At least in the documentation, there seems to be a lot of focus on extra tools. BOSH seems very off-putting. Having to use the "fly" CLI command to update pipeline configuration seems unnecessary - can I just update the files on the filesystem myself, either via my configuration management tool or a git repository?



This is very much a trait of BOSH. When BOSH manages a machine, it owns that machine. It deploys the stuff that's specified in the manifest, but that has to come out of one or more 'releases', ie precisely structured tarballs of stuff, and there's no way to manage a file here or a setting there. You could push out a file by packing into a release, uploading that, and adding it to the manifest, but that's quite a ritual for one file. You are essentially expected to treat the machine as a black box.

As a result, BOSH-based systems tend to be managed via APIs exposed by the software running on them, which often come with a command-line tool. BOSH itself is like this, and so is Cloud Foundry.

This is a very different approach to tools like Puppet or Ansible, which are much more about openness and empowering the operator to directly manage machines. Although it is fairly similar to Docker etc, where you fire up images without any sensible way to fiddle with them, and rely on talking to the software.

So, if you are comfortable with the Puppet/Ansible type tools, then you won't like BOSH. This is 30% because BOSH isn't as good as them, but 70% just because it's different.


BOSH being different I think is why a former collegue of mine created a Chef cookbook for Concourse: https://github.com/dvanbuskirk/concourse


I have a handy heuristic about this: if you are interacting (directly or via a third party) with the filesystem of a service in order to use it, said service is probably solving your problem wrong.

Try `fly`. It's worth it.


Funny, I use the opposite approach. If I can't configure and manage something via the filesystem, I usually stay clear of it.

Specifically, not relying on the filesystem means I can't easily browse configuration, I can't have version control, and I can't use my configuration manager to have events trigger when things change.


I think there's some confusion. The actual config you send to a Concourse server is on your filesystem and ideally it's checked in.

`fly` is the CLI you use to tell the server "hey, here is a pipeline config", or "hey, I've changed the config, here's the new one".
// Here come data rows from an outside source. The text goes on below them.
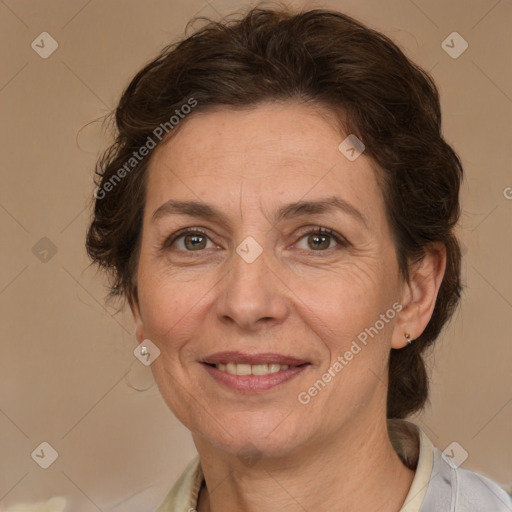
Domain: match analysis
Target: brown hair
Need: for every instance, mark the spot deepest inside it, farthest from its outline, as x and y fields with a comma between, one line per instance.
x=317, y=56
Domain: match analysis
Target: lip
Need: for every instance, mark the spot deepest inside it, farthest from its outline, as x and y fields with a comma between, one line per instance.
x=244, y=358
x=254, y=383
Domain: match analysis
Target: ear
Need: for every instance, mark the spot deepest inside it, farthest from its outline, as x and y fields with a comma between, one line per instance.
x=133, y=301
x=419, y=295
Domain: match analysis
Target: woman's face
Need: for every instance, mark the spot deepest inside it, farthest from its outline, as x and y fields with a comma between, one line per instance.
x=260, y=283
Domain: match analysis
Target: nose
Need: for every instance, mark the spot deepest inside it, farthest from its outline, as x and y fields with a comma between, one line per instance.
x=253, y=295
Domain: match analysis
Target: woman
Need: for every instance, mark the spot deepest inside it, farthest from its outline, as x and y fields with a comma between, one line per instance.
x=278, y=210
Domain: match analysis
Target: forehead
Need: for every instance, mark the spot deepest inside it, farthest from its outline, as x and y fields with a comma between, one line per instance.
x=275, y=152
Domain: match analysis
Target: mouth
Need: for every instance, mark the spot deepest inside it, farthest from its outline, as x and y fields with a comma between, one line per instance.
x=253, y=372
x=251, y=369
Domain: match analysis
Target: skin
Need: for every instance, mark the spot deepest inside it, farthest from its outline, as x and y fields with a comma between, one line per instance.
x=294, y=299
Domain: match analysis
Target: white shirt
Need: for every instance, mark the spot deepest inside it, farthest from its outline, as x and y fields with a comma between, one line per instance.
x=438, y=484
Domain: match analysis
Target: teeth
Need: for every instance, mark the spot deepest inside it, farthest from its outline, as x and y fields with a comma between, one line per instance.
x=248, y=369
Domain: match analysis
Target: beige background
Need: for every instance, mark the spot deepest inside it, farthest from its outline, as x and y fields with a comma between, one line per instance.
x=68, y=373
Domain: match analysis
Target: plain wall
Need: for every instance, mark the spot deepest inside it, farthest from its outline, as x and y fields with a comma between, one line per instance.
x=68, y=373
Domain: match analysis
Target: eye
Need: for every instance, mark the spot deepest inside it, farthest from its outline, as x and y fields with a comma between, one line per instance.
x=320, y=239
x=191, y=240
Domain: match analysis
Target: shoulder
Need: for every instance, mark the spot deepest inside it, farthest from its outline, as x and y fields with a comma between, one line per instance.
x=440, y=484
x=183, y=496
x=455, y=489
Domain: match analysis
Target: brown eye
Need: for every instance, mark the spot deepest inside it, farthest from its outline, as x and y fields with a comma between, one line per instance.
x=321, y=239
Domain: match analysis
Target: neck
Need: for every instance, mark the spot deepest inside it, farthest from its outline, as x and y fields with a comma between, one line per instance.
x=359, y=468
No, i think raziel2p understands. If you're using a configuration management tool like Puppet or Ansible, by far the easiest way to manage a piece of software is through a configuration file on disk that the configuration management tool can manage directly: it's easy to see the current state, and to make changes. Anything that requires a tool or an API requires you to interpose some sort of update mechanism between the configuration management tool and the software, which doesn't have the transparency of a simple file.
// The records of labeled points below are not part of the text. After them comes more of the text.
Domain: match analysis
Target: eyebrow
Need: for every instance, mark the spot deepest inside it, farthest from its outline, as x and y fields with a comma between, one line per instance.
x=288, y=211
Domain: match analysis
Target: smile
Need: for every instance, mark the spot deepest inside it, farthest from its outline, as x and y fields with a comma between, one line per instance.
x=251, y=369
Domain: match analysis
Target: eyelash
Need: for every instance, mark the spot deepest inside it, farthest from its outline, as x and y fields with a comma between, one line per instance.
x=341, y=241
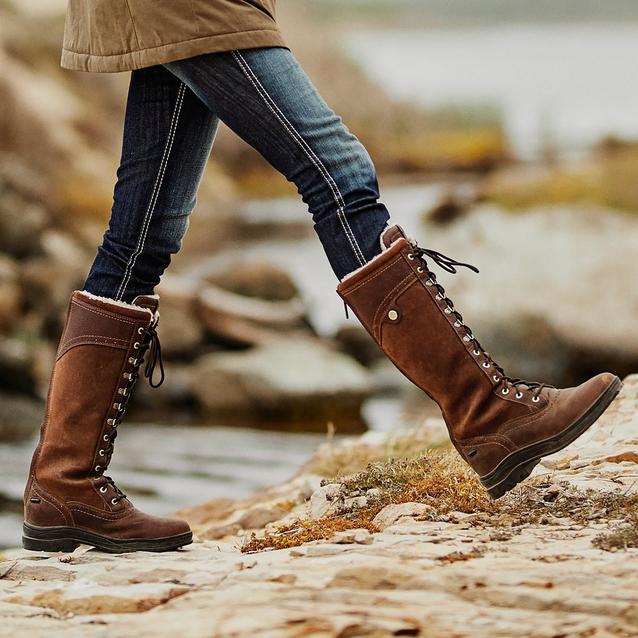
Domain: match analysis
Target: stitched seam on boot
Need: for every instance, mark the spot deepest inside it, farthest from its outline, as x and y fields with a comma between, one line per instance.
x=488, y=439
x=96, y=341
x=105, y=516
x=114, y=316
x=388, y=300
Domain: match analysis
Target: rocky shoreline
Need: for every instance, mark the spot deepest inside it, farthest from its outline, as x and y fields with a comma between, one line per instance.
x=514, y=571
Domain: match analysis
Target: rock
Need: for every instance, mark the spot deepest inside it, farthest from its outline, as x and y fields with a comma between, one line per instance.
x=353, y=537
x=292, y=380
x=392, y=514
x=623, y=457
x=259, y=517
x=326, y=501
x=472, y=575
x=170, y=403
x=370, y=577
x=217, y=532
x=20, y=417
x=248, y=321
x=559, y=461
x=262, y=280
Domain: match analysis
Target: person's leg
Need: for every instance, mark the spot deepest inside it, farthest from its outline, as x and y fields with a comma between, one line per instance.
x=267, y=99
x=168, y=135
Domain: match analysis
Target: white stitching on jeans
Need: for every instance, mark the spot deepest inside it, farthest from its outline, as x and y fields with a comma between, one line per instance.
x=155, y=194
x=249, y=73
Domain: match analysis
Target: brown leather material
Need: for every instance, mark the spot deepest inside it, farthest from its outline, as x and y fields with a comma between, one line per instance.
x=399, y=301
x=97, y=364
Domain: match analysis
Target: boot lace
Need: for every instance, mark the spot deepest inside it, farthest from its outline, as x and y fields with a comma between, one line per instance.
x=450, y=265
x=150, y=343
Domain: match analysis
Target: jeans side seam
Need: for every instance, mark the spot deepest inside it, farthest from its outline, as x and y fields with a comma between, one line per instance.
x=305, y=147
x=154, y=194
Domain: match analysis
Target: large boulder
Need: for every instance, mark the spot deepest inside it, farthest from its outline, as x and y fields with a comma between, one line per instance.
x=179, y=329
x=295, y=380
x=256, y=279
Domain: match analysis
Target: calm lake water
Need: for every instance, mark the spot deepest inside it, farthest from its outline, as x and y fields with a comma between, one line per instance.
x=164, y=468
x=565, y=84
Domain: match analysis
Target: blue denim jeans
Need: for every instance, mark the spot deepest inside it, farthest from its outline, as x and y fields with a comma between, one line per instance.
x=264, y=96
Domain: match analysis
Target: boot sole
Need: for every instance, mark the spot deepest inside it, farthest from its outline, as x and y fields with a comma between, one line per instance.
x=519, y=465
x=67, y=539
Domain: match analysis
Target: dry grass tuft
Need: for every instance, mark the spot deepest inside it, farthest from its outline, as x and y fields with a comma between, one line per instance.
x=440, y=479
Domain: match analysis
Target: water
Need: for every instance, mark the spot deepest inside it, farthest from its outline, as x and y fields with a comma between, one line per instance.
x=568, y=85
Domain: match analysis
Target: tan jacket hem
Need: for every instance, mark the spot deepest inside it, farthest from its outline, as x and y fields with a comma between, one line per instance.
x=77, y=61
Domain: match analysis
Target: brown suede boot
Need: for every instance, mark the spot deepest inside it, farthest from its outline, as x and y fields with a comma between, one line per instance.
x=68, y=499
x=500, y=425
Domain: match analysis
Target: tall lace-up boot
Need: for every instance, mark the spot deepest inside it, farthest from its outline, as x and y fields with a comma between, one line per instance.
x=502, y=426
x=68, y=498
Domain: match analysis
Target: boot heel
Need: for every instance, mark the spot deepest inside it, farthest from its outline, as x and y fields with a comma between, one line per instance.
x=65, y=545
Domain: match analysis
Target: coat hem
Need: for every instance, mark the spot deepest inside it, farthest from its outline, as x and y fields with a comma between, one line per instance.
x=118, y=62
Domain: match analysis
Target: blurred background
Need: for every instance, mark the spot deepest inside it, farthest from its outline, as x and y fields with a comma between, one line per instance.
x=505, y=134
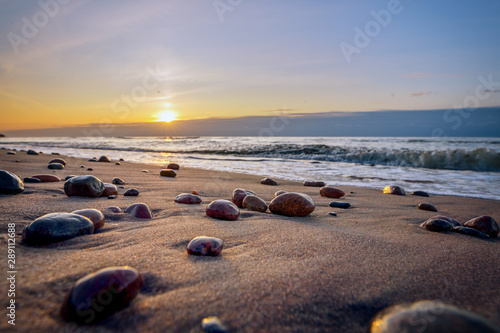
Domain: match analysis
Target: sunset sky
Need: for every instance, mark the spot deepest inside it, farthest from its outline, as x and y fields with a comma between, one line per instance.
x=74, y=62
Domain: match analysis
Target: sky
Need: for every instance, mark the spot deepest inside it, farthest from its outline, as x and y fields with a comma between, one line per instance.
x=67, y=63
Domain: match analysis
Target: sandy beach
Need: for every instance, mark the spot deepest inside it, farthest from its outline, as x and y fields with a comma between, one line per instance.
x=318, y=273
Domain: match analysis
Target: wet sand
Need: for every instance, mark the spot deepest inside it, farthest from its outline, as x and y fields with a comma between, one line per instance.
x=318, y=273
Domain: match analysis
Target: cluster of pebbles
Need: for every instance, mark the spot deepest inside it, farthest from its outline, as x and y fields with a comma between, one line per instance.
x=113, y=288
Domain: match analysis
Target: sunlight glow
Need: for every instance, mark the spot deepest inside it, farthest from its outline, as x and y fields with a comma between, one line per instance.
x=166, y=116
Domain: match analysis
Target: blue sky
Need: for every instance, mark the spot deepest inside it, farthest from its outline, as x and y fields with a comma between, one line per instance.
x=80, y=66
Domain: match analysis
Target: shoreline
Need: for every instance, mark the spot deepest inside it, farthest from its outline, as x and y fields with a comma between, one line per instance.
x=275, y=273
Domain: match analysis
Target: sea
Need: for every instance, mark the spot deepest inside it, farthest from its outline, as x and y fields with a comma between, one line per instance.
x=442, y=165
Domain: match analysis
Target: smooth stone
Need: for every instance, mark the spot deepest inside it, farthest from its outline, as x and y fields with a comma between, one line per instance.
x=100, y=294
x=280, y=192
x=93, y=215
x=426, y=206
x=205, y=246
x=268, y=181
x=104, y=159
x=118, y=181
x=429, y=317
x=292, y=204
x=57, y=227
x=47, y=178
x=168, y=173
x=485, y=224
x=173, y=166
x=10, y=183
x=470, y=232
x=84, y=186
x=420, y=194
x=31, y=180
x=55, y=166
x=436, y=225
x=254, y=203
x=238, y=195
x=337, y=204
x=331, y=192
x=139, y=210
x=213, y=325
x=313, y=183
x=188, y=198
x=396, y=190
x=109, y=189
x=223, y=210
x=114, y=209
x=131, y=192
x=58, y=160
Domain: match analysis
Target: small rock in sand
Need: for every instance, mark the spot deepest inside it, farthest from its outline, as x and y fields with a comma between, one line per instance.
x=205, y=246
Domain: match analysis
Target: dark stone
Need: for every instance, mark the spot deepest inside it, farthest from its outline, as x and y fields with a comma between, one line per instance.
x=10, y=183
x=268, y=181
x=337, y=204
x=188, y=198
x=223, y=210
x=292, y=204
x=205, y=246
x=57, y=227
x=84, y=186
x=429, y=317
x=168, y=173
x=485, y=224
x=132, y=192
x=470, y=232
x=420, y=194
x=108, y=290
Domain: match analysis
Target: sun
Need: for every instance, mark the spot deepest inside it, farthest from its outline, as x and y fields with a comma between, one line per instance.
x=166, y=116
Ah, gotcha. So if I'm following this line correctly, it'll need someone to write a wrapper that detects updates to .yml files and invokes fly?
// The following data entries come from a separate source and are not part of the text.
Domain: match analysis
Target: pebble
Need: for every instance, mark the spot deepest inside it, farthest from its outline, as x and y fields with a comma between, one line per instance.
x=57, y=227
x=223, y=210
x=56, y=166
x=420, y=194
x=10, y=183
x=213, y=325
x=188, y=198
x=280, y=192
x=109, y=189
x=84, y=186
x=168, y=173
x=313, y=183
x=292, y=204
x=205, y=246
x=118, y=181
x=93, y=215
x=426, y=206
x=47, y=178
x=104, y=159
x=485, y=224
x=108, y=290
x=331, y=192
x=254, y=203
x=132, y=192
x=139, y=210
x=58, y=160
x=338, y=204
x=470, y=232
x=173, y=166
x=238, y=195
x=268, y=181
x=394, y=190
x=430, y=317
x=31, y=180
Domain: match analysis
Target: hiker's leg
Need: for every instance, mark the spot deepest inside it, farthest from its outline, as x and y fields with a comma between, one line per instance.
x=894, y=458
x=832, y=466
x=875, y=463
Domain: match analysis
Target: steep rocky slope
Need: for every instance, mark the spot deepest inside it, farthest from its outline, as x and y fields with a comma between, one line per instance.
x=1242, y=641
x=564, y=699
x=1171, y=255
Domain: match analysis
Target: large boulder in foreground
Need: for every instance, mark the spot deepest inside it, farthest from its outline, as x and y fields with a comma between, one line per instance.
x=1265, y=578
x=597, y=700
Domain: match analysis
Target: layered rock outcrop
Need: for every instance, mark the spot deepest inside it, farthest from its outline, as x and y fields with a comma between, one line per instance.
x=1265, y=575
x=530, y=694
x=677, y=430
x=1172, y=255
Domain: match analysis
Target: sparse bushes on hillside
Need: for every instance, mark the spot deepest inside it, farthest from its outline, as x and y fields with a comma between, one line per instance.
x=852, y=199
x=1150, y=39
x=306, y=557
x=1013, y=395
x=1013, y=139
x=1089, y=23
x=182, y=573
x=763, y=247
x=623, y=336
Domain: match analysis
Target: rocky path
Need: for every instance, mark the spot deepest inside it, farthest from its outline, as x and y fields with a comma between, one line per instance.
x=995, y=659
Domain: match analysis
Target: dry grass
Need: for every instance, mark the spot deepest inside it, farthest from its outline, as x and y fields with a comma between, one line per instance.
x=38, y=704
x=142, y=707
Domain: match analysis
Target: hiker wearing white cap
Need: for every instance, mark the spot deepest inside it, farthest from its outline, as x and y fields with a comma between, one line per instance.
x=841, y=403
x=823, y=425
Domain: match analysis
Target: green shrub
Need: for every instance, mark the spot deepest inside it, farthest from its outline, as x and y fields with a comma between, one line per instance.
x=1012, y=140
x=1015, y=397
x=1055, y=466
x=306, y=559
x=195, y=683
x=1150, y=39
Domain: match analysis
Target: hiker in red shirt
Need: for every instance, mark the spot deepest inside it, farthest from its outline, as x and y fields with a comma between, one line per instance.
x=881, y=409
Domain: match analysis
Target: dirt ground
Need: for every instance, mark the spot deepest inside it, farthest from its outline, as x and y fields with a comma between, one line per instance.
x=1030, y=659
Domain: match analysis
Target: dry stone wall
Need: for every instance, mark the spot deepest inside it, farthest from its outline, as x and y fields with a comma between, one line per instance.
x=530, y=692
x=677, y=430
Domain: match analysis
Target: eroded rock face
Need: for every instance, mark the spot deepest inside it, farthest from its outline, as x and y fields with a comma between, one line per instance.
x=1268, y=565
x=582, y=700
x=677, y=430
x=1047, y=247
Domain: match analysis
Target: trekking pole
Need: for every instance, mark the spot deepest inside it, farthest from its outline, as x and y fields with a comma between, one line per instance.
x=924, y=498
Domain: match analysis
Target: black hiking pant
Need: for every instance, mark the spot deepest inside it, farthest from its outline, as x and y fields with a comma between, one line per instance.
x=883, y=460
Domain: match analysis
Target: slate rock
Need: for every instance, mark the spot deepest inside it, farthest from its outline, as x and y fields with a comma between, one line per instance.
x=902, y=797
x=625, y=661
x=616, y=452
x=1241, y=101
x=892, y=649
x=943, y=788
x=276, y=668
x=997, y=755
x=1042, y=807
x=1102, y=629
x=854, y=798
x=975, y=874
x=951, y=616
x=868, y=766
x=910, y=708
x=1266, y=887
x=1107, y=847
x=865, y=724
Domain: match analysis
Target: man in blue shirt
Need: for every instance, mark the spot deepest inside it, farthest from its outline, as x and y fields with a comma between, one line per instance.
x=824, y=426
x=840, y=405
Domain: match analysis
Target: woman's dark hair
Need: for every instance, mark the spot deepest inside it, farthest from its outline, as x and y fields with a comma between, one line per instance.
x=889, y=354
Something like that. You could either have a little daemon that watches a file and flies it when it changes, or you could do it straight from the configuration management tool. For example, in Ansible you'd write a handler which is triggered after updating a copy of the pipeline file somewhere:

http://docs.ansible.com/ansible/playbooks_intro.html#handler...

The handler could use the command module to run fly:

http://docs.ansible.com/ansible/command_module.html


Using the `fly` CLI allows you to know what changes are being made when you update the pipeline (it shows a diff), and when your configuration is invalid (or when the update fails for another reason).


I get the exact same features from my configuration manager, as long as there is a command I can run to validate the configuration file(s).


That command would just be `fly` or something else coming from Concourse. To me it makes more sense for the entry into the system to be safeguarded with validation, and then possibly bring your own filesystem-based configuration management system that goes through that same front door, building on trusted tools from Concourse itself. Mucking with files on disk that directly affect a live system (shipping production code!) seems like a recipe for disaster.


What configuration manager do you use?